Pero sería injusto colgarle exclusivamente al Ceo poderoso y autoritario el sambenito del actual desgobierno de la empresa. El otro responsable es más difícil de identificar, pues es anónimo o se esconde; su personalidad es moldeable a la vez que compleja, y su carácter encaja perfectamente en la segunda cita, que corresponde a Platón, a quien Popper considera el más peligroso enemigo de la sociedad abierta: "De todos los principios, el más importante es que nadie, ya sea hombre o mujer, debe carecer de un jefe. Tampoco ha de acostumbrarse el espíritu de nadie a permitirse obrar siguiendo su propia iniciativa, ya sea en el trabajo o en el placer (...)". En las empresas de hoy y en las organizaciones que las rodean se ha abandonado el principio de la responsabilidad final individual -"pienso por mí mismo, asumo la carga de mis decisiones y actúo"-. Queremos que nos digan lo que tenemos que hacer; huimos de los compromisos y decisiones que entrañan riesgo; y nos da pereza -a veces miedo- el esfuerzo adicional necesario para tomar una iniciativa, emprender una política o, incluso, rechazarla con todas sus consecuencias. Eludimos nuestra responsabilidad final porque asumirla tiene costes identificables e inmediatos, mientras que los beneficios pueden ser etéreos y lejanos; preferimos que otros se hagan cargo de los riesgos, y pese a ello nos creemos con derecho -o simplemente nos hemos acostumbrado- a reclamar las eventuales ganancias y, lo más importante, nuestra ética se ha distanciado de las virtudes que en su día catapultaron socialmente al capitalismo. Nos hemos convertido, quizá sin pretenderlo, en enemigos de la empresa abierta, cómplices de la falta de transparencia, profesionales de la ambigüedad, animadores silenciosos de la voluntad indiscutida del líder. Así que los responsables somos también todos, todos los que con nuestro silencio o inacción permitimos y toleramos que los Ceos visionarios campen por sus respetos, hagan y deshagan a su antojo y desarrollen sus políticas sin los contrastes propios de una sociedad abierta.

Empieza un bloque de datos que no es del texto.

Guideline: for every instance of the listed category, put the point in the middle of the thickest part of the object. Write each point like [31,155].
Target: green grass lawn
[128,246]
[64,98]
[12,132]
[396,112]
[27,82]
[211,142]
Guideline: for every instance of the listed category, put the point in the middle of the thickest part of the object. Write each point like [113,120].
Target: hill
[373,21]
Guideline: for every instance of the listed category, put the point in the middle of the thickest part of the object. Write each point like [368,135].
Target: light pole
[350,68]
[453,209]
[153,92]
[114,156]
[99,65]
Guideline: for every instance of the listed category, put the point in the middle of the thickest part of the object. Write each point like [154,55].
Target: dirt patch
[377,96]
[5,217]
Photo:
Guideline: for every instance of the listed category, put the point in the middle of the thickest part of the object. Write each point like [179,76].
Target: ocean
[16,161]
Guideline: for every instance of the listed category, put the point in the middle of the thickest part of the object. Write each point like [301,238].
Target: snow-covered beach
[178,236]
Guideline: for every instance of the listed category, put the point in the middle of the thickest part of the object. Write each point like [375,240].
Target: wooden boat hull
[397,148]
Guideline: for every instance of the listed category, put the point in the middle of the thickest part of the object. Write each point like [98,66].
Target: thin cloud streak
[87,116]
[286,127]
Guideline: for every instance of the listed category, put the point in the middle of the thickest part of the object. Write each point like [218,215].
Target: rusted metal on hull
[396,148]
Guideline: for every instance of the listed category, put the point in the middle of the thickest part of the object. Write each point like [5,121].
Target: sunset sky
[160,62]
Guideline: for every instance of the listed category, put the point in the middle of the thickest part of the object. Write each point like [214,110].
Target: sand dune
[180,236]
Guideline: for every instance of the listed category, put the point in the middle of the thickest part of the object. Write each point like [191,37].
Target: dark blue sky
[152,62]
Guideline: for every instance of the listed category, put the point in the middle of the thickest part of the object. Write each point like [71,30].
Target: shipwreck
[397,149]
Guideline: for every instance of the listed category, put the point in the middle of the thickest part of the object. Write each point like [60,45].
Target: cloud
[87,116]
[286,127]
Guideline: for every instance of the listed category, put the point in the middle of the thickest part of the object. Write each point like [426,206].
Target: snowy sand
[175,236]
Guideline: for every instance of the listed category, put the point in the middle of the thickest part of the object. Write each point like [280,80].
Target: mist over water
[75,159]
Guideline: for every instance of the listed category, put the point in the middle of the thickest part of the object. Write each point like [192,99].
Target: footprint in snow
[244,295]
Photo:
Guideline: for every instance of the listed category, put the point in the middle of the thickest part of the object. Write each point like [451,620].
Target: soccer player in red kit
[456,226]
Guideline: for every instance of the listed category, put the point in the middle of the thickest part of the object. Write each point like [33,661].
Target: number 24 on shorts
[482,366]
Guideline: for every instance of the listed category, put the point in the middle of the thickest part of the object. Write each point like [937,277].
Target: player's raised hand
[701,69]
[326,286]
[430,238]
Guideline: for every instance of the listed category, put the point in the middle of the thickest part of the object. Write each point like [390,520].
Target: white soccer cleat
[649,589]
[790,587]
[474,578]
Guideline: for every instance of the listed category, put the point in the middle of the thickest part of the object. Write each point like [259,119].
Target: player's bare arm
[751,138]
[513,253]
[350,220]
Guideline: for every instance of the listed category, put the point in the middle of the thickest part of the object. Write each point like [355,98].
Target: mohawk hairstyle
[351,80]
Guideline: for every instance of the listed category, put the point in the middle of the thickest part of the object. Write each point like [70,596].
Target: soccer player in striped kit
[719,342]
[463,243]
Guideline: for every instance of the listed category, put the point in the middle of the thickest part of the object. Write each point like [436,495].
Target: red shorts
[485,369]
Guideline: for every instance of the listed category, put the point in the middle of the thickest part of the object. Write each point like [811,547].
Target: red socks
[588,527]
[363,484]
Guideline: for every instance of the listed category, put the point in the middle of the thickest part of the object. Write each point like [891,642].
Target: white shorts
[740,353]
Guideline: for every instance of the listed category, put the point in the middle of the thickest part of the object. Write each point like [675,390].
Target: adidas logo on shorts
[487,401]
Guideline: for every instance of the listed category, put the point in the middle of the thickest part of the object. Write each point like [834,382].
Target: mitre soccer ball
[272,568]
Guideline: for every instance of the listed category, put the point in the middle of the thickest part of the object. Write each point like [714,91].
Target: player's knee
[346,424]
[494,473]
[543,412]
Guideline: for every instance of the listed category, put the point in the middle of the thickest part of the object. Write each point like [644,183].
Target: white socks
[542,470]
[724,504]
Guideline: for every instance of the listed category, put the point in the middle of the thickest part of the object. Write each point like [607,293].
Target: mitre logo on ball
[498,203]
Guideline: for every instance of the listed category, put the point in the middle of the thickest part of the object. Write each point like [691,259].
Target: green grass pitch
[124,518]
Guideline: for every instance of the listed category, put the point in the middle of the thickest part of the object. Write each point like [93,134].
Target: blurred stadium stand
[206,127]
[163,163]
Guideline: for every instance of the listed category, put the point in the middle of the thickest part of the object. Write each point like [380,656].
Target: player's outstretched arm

La empresa del futuro será una organización muy compleja: ni los activos físicos constituirán la fuente básica de valor, ni la propiedad de las acciones conseguirá preservarse como el instrumento dominante de poder: serán sustituidos por el capital intelectual, el conocimiento, y sus poseedores. Esta revolución, junto con la de las tecnologías de la información, hará menos nítidas que nunca las propias fronteras de la empresa. En ese nuevo pero no lejano escenario será especialmente relevante aplicar lo que estamos aprendiendo en esta crisis, a saber, que las capacidades de interacción y regeneración de la competencia y del mercado -incluso complementadas por códigos y regulaciones sensatas- no son suficientes para garantizar un buen gobierno de las empresas, y que deben acompañarse de los valores que rigen el funcionamiento de las sociedades abiertas. Una empresa no es, no puede y no debe funcionar como una democracia, pero necesita como ésta que sus empleados, directivos y accionistas, sus clientes y proveedores de bienes y servicios, asuman el principio de la responsabilidad final individual y que, a partir de él, sus líderes y sus políticas puedan estar sujetos al control interno y externo de los demás.
Santiago Eguidazu es economista, presidente de la empresa N+1 y autor del libro Creación de valor y gobierno de la empresa.